Title

Private Pension Plans: An Investigation

Date of Submission

1985

Document Type

Thesis

Degree Name

Master of Science in Accounting

Department

Accounting

First Advisor

Michael J. Rolleri

LCSH

Pension trusts--United States

Call No. at the Univ. of New Haven Library

AS 36 .N29 Acc. 1986 no.2

Abstract

The purpose of this thesis is to review the whole subject of private pension plans in the United States. The central problem that plans’ sponsors are facing under this system is to decide which is the most suitable plan to adopt.

This thesis begins with a discussion of defining the private pension system, the incentives behind adopting it, the history and growth of the system, the types of different plans under it, and the accounting procedures for the cost of those plans.

The focus of the research then turns to a comparative analysis of the two major types of plans under this system, in order to show the differences between the two plans, regarding their nature and the law that distinguishes between them. These differences are what a plan's sponsor might use to differentiate between the two types when he intends to establish one.

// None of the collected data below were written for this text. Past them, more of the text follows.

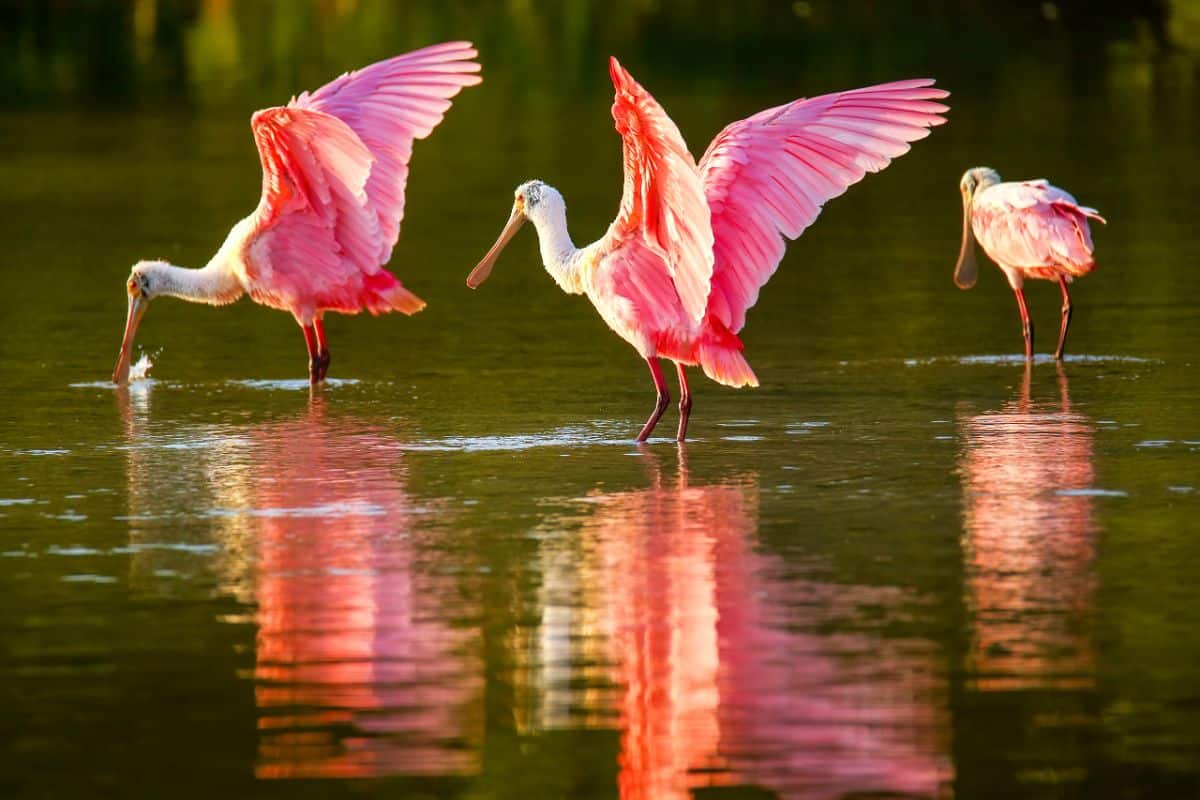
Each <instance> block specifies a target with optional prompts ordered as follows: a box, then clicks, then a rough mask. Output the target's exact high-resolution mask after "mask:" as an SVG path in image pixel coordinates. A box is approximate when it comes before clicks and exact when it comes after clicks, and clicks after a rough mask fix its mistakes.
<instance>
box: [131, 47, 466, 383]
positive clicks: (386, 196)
mask: <svg viewBox="0 0 1200 800" xmlns="http://www.w3.org/2000/svg"><path fill="white" fill-rule="evenodd" d="M476 55H478V53H476V52H475V50H474V48H473V47H472V44H470V43H469V42H446V43H443V44H434V46H432V47H427V48H424V49H420V50H414V52H412V53H407V54H404V55H397V56H395V58H392V59H389V60H386V61H380V62H378V64H373V65H371V66H368V67H365V68H362V70H359V71H358V72H349V73H346V74H343V76H342V77H340V78H337V79H336V80H334V82H332V83H329V84H326V85H324V86H322V88H320V89H318V90H317V91H314V92H311V94H310V92H304V94H301V95H300V96H299V97H294V98H293V100H292V102H289V103H288V104H287V106H282V107H278V108H268V109H264V110H260V112H257V113H256V114H254V115H253V116H252V118H251V122H250V125H251V128H252V130H253V132H254V143H256V144H257V145H258V155H259V157H260V158H262V162H263V197H262V199H260V200H259V203H258V207H257V209H256V210H254V212H253V213H251V215H250V216H248V217H246V218H245V219H242V221H241V222H239V223H238V224H235V225H234V227H233V230H230V231H229V235H228V236H227V237H226V241H224V243H223V245H222V246H221V249H218V251H217V254H216V255H214V257H212V259H211V260H210V261H209V263H208V265H206V266H204V267H203V269H199V270H188V269H184V267H179V266H174V265H172V264H168V263H166V261H139V263H137V264H134V265H133V271H132V272H131V273H130V279H128V283H127V284H126V289H127V290H128V295H130V307H128V317H127V318H126V321H125V338H124V341H122V342H121V353H120V356H118V360H116V368H115V369H114V371H113V383H116V384H120V383H125V381H126V380H127V379H128V374H130V357H131V351H132V349H133V337H134V335H136V333H137V329H138V323H139V321H140V320H142V315H143V314H144V313H145V309H146V307H148V306H149V305H150V300H152V299H154V297H157V296H160V295H170V296H173V297H181V299H182V300H191V301H192V302H206V303H210V305H214V306H222V305H226V303H230V302H233V301H234V300H238V299H239V297H241V295H242V294H246V293H248V294H250V296H251V297H252V299H253V300H254V301H256V302H259V303H262V305H264V306H270V307H271V308H278V309H281V311H288V312H292V315H293V317H295V320H296V321H298V323H299V324H300V327H301V329H304V337H305V343H306V344H307V345H308V377H310V379H311V380H312V383H318V381H320V380H324V379H325V372H326V371H328V369H329V345H328V343H326V342H325V330H324V327H323V323H322V318H323V315H324V314H325V312H328V311H336V312H340V313H343V314H356V313H359V312H360V311H362V309H366V311H370V312H371V313H372V314H382V313H386V312H391V311H400V312H403V313H406V314H415V313H416V312H419V311H420V309H421V308H424V307H425V302H424V301H422V300H421V299H420V297H418V296H416V295H414V294H413V293H412V291H409V290H408V289H406V288H404V287H402V285H401V283H400V281H397V279H396V277H395V276H394V275H392V273H391V272H389V271H388V270H385V269H383V266H382V265H383V264H384V263H386V261H388V259H389V258H390V257H391V248H392V247H394V246H395V245H396V239H397V237H398V236H400V221H401V217H403V215H404V184H406V181H407V179H408V160H409V156H412V152H413V140H414V139H424V138H425V137H427V136H428V134H430V133H431V132H432V131H433V128H434V127H437V125H438V122H440V121H442V118H443V115H444V114H445V112H446V109H448V108H450V98H451V97H454V96H455V95H457V94H458V91H460V90H461V89H462V88H463V86H473V85H475V84H478V83H479V82H480V80H481V78H480V77H479V76H478V74H475V73H476V72H479V65H478V64H475V62H474V61H473V60H472V59H474V58H475V56H476Z"/></svg>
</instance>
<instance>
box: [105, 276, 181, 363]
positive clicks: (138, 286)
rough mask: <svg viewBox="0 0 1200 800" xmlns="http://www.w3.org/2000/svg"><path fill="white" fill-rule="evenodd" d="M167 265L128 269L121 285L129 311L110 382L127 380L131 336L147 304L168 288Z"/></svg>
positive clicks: (129, 362)
mask: <svg viewBox="0 0 1200 800" xmlns="http://www.w3.org/2000/svg"><path fill="white" fill-rule="evenodd" d="M170 269H172V267H170V265H169V264H167V261H138V263H137V264H134V265H133V269H132V270H130V279H128V281H126V282H125V291H126V294H128V296H130V308H128V313H127V314H126V317H125V337H124V338H122V339H121V351H120V354H119V355H118V356H116V367H115V368H114V369H113V383H114V384H124V383H125V381H126V380H128V378H130V359H131V355H132V351H133V337H134V336H136V335H137V332H138V324H139V323H140V321H142V317H143V315H144V314H145V313H146V308H149V307H150V301H151V300H154V299H155V297H157V296H158V295H161V294H163V293H164V291H167V290H168V289H169V288H170V281H172V278H170Z"/></svg>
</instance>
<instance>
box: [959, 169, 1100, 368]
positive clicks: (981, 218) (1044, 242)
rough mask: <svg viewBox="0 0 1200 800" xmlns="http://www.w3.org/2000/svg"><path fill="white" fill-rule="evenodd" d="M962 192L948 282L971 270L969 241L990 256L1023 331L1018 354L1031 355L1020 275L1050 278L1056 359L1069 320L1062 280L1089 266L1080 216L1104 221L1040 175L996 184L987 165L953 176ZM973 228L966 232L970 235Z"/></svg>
mask: <svg viewBox="0 0 1200 800" xmlns="http://www.w3.org/2000/svg"><path fill="white" fill-rule="evenodd" d="M959 191H960V192H961V193H962V249H961V251H959V261H958V264H955V265H954V283H955V285H958V287H959V288H960V289H970V288H971V287H973V285H974V283H976V278H977V277H978V267H977V266H976V259H974V240H976V239H978V240H979V243H980V245H982V246H983V252H985V253H988V257H989V258H990V259H991V260H994V261H996V265H997V266H1000V269H1001V270H1003V272H1004V276H1006V277H1007V278H1008V284H1009V285H1010V287H1013V291H1014V293H1015V294H1016V308H1018V311H1020V312H1021V330H1022V332H1024V333H1025V357H1026V359H1032V357H1033V323H1032V321H1030V312H1028V309H1027V308H1026V307H1025V291H1024V289H1022V288H1024V285H1025V278H1045V279H1048V281H1057V282H1058V287H1060V288H1061V289H1062V325H1061V326H1060V329H1058V347H1057V348H1056V349H1055V353H1054V357H1055V359H1060V360H1061V359H1062V351H1063V348H1064V347H1066V345H1067V329H1068V327H1070V294H1069V293H1068V291H1067V284H1068V283H1070V282H1072V279H1074V278H1078V277H1079V276H1081V275H1087V273H1088V272H1091V271H1092V270H1094V269H1096V259H1093V258H1092V231H1091V230H1090V229H1088V228H1087V221H1088V219H1097V221H1099V222H1104V217H1102V216H1100V213H1099V211H1097V210H1096V209H1088V207H1087V206H1082V205H1079V203H1078V201H1075V198H1073V197H1072V196H1070V194H1068V193H1067V192H1064V191H1062V190H1061V188H1058V187H1057V186H1054V185H1051V184H1049V182H1046V181H1045V180H1036V181H1022V182H1019V184H1018V182H1007V184H1002V182H1001V180H1000V175H997V174H996V170H995V169H989V168H988V167H976V168H973V169H968V170H967V172H966V173H964V174H962V180H961V181H959ZM972 234H973V235H972Z"/></svg>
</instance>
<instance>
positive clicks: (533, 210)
mask: <svg viewBox="0 0 1200 800" xmlns="http://www.w3.org/2000/svg"><path fill="white" fill-rule="evenodd" d="M565 216H566V201H565V200H564V199H563V196H562V194H559V192H558V190H557V188H554V187H553V186H551V185H550V184H544V182H541V181H538V180H533V181H526V182H524V184H522V185H521V186H518V187H517V188H516V191H515V192H514V193H512V212H511V213H509V221H508V222H506V223H504V230H502V231H500V236H499V239H497V240H496V243H494V245H492V248H491V249H490V251H487V254H486V255H484V260H481V261H480V263H479V265H478V266H475V269H474V270H472V271H470V275H469V276H467V285H468V287H470V288H472V289H475V288H478V287H479V284H481V283H482V282H484V281H486V279H487V276H488V275H491V273H492V267H493V266H494V265H496V259H497V258H499V255H500V251H503V249H504V247H505V246H506V245H508V243H509V241H510V240H511V239H512V237H514V236H515V235H516V233H517V230H520V229H521V225H522V224H524V221H526V219H532V221H533V223H534V225H536V227H538V228H539V230H541V229H542V225H544V224H550V223H552V222H554V221H557V219H562V218H565Z"/></svg>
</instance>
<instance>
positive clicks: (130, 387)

The primary criteria used in the comparative analysis are: bearing the risk under the plan, benefit accumulation and surrender manner, and the regulation differentiation between the two types.

Finally, the conclusion reached indicates that trying to choose the most suitable plan is not an easy task, because each type offers specific advantages for the employer and the employees, and that the plan’s sponsor should build his choice of a plan on a very broad analysis that takes into account not only his current needs, but also his future needs.